One of the things that the Power by Purpose programme gave me was being able to meet with other people from other water sports, and actually hearing their issues, reminding me of my own issues with the same thing, as sports people and as water sports people we’re uniquely placed to really understand what the waterways need. Because we spend so much time on them, and in them, and next to them, that it’s really just really knitted into the lifestyle that we lead.

So we’re acutely aware of what the temperature might be, what the flow rate might be, what the wind is going to be, because it really entirely affects how we are able to do our own sports. And, yeah, there’s some really exciting work going on behind the scenes at the moment, fingers crossed, working with a number of NGBs [National Governing Bodies], within the UK that are all water based to see if we can join our voices together and have a much louder impact on trying to improve our water within the UK.

Yvette – After Paris, and after you’ve made that decision on what’s happening with your rowing, do you think that now, you feel so much more empowered, and you’ve got more agency over your own sort of thoughts?
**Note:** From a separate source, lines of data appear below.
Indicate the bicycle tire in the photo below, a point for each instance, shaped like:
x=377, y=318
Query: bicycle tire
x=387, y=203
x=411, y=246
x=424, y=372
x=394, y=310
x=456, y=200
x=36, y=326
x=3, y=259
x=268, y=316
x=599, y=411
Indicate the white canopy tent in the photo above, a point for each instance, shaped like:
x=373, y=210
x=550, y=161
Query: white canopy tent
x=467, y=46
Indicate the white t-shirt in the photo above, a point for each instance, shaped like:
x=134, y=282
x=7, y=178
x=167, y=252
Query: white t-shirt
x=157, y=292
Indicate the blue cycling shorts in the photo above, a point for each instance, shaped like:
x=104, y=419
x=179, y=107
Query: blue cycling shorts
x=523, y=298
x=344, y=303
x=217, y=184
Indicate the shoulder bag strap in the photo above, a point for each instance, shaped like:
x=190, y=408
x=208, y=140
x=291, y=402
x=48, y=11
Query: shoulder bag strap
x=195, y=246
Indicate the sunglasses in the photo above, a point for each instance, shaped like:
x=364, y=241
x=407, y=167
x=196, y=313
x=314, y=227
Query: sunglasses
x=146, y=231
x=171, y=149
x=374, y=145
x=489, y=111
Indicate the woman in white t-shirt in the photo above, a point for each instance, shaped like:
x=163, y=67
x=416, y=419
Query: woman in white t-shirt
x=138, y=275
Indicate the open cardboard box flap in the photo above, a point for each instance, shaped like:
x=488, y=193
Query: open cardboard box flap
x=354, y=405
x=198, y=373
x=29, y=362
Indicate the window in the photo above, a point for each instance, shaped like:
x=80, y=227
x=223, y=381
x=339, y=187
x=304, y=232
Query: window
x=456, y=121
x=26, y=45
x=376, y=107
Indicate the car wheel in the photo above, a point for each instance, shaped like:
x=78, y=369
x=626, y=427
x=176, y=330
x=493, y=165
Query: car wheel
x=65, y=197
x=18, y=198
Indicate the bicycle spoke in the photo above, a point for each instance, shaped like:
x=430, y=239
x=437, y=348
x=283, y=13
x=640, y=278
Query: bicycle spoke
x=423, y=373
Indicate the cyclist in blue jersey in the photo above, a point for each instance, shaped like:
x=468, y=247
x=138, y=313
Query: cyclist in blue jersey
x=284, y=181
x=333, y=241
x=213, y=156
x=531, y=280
Do you feel that maybe you might go into something more activism and advocacy?

Imogen – I think it’s going to be part of my identity forever, along the lines of living in line with your values, giving you more empowerment, once you’ve decided that something’s important and you care about it, you just notice it more and more and more in the world around you. It definitely serves as a ripple effect to change other aspects of your life. I’m trying not to buy any new clothes this year, for example, that was my next step, to influence my personal impact on this side of things. I’d like to think that if I just keep trying to take these next steps that feel important to me, from what I see, from what I think’s really important to deal with, I always want to try and use my voice for good and to advocate for the things that I feel as important. I’d say, for me, it’s a bit of a tricky decision in terms of career, I’ve accepted a job as a foundation doctor that will start in August of this year, which is very exciting. So that’s going to take up a bit of my time. But I know that I’m somebody who thrives off of having lots of eggs in different baskets, and enjoying just having lots of things I’m interested in, and the rivers, our waterways, the seas, the climate, is always going to be one of those things, as well.

I think as a GP, or as going into being that foundation doctor, the intrinsic links between human health and our environment, are massive, and are hugely underreported and undervalued, it’s something that the research is only just starting to catch up on and only just scratching the surface of, so I guess in many ways you are incredibly well placed to actually take that initiative and take that information forward in your career as a doctor because, you’ve got that link from both sides of how our humanity is linked to the world around us and how we can kind of actually gain perspective of that I imagine. That’s a huge part of the GPS that I’m friends with, that’s a really big part of how they behave as doctors now and how actually human health and natural the natural world are becoming finally linked together.

Yvette – , Thank you, Imogen, I am so grateful for your time this morning, all I can say is the best of luck for the coming months as all that hard work and training culminates in Paris, and we look forward to hearing more and working with you in the future.

Wishing Imogen all the best at this year’s Olympics, and a huge thank you to her for platforming the UK’s polluted water crisis.